Ingredients (serves 4):

  • 250 gms paneer (cottage cheese)
  • 1 large red bell pepper
  • 1 large yellow bell pepper
  • 1 large green bell pepper
  • 1 medium size onion
  • 200 yogurt or Greek yoghurt
  • 1 tbsp ginger-garlic paste
  • 1 tsp carom seeds
  • 2 tsp kashmiri red chilli powder
  • 1/2 tsp turmeric powder
  • 1 tsp cumin seeds powder
  • 1 tsp coriander seed powder
  • 1/2 tsp garam masala powder
  • 1 tsp dry mango powder (amchur powder)
  • 1 tsp chaat masala
  • 1/2 tsp black pepper powder
  • Juice of 1 lemon
  • 1 to 2 tbsp oil, for brushing
  • Rock salt, to taste
  • 10 wooden skewers /tooth picks, about 15 cm long


  • Chop the paneer in 1 inch x 1 inch cubes.

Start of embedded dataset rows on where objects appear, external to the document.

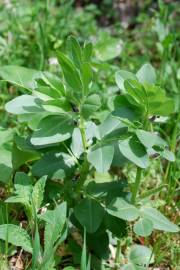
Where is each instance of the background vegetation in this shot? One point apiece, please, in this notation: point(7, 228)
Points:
point(69, 202)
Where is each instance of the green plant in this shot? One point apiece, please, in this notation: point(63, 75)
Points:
point(72, 144)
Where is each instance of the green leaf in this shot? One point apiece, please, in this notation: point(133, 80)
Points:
point(20, 76)
point(16, 235)
point(141, 255)
point(122, 209)
point(5, 165)
point(121, 76)
point(74, 51)
point(23, 189)
point(168, 155)
point(55, 221)
point(108, 47)
point(101, 157)
point(146, 74)
point(70, 73)
point(134, 151)
point(55, 165)
point(117, 226)
point(109, 125)
point(38, 192)
point(160, 222)
point(86, 76)
point(91, 104)
point(149, 139)
point(24, 104)
point(52, 129)
point(90, 214)
point(87, 51)
point(77, 144)
point(6, 135)
point(143, 227)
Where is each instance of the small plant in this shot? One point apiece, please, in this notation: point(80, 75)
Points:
point(75, 140)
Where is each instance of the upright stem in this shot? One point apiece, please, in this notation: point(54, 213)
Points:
point(85, 166)
point(136, 185)
point(172, 146)
point(118, 255)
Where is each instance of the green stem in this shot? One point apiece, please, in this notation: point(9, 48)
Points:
point(85, 166)
point(118, 255)
point(83, 134)
point(172, 147)
point(136, 185)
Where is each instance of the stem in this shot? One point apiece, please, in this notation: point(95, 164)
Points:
point(172, 147)
point(136, 185)
point(85, 166)
point(83, 134)
point(118, 255)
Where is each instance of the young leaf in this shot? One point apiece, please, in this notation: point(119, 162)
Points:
point(121, 209)
point(133, 150)
point(91, 104)
point(160, 222)
point(24, 104)
point(87, 51)
point(141, 255)
point(75, 51)
point(90, 214)
point(149, 139)
point(101, 157)
point(20, 76)
point(53, 129)
point(16, 235)
point(143, 227)
point(38, 192)
point(70, 73)
point(123, 75)
point(55, 221)
point(55, 165)
point(23, 189)
point(146, 74)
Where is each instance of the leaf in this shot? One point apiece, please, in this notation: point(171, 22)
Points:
point(169, 155)
point(90, 214)
point(86, 76)
point(141, 255)
point(6, 135)
point(121, 76)
point(91, 104)
point(149, 139)
point(52, 129)
point(146, 74)
point(108, 47)
point(117, 226)
point(55, 165)
point(24, 104)
point(38, 192)
point(76, 144)
point(5, 165)
point(55, 221)
point(143, 227)
point(87, 51)
point(20, 76)
point(23, 189)
point(133, 150)
point(70, 73)
point(109, 125)
point(101, 157)
point(160, 222)
point(22, 155)
point(74, 50)
point(16, 235)
point(122, 209)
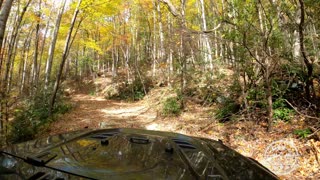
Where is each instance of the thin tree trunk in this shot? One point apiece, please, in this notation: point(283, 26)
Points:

  • Chop all the bell peppers into 1 inch x 1 inch squares.
  • Chop the onion in 4 equal pieces and separate all the layers og the onions.
  • Keep the chopped paneer, bell peppers and onions aside.
  • In a large bowl, take the curd and whisk it till it becomes smooth.
  • Add in the ginger-garlic paste.
  • Mix well.
  • Add in the carom seeds, kashmiri red chilli powder, turmeric powder, cumin seeds powder, coriander seed powder, garam masala powder, dry mango powder and black pepper powder.
  • Mix well to make a homogenous mixture.
  • Season the mixture with salt and add in the lemon juice to make a marinade.
  • Add the chopped paneer and vegetables to the marinade.
  • Marinate for at least 2 hours or more in the refrigerator.
  • Remove from fridge and bring the marinated paneer and vegetables to the room temperature.
  • Skewer the vegetables and paneer alternately on skewers or tooth picks.
  • Preheat the grill or tandoor for 3 minutes at 180 °C.
  • On a rack or a plate arrange the paneer skewers and brush some oil on the vegetables and paneer.
  • Bake for 10-12 minutes at 180 °C.
  • Remove the skewers from oven; turn the brush some more oil.
  • Bake in oven again for a further 10-15 minutes.
  • Paneer tikka is ready to be served.
  • Serve paneer tikka, sprinkled with chaat masala, with mint chutney and lemon wedges.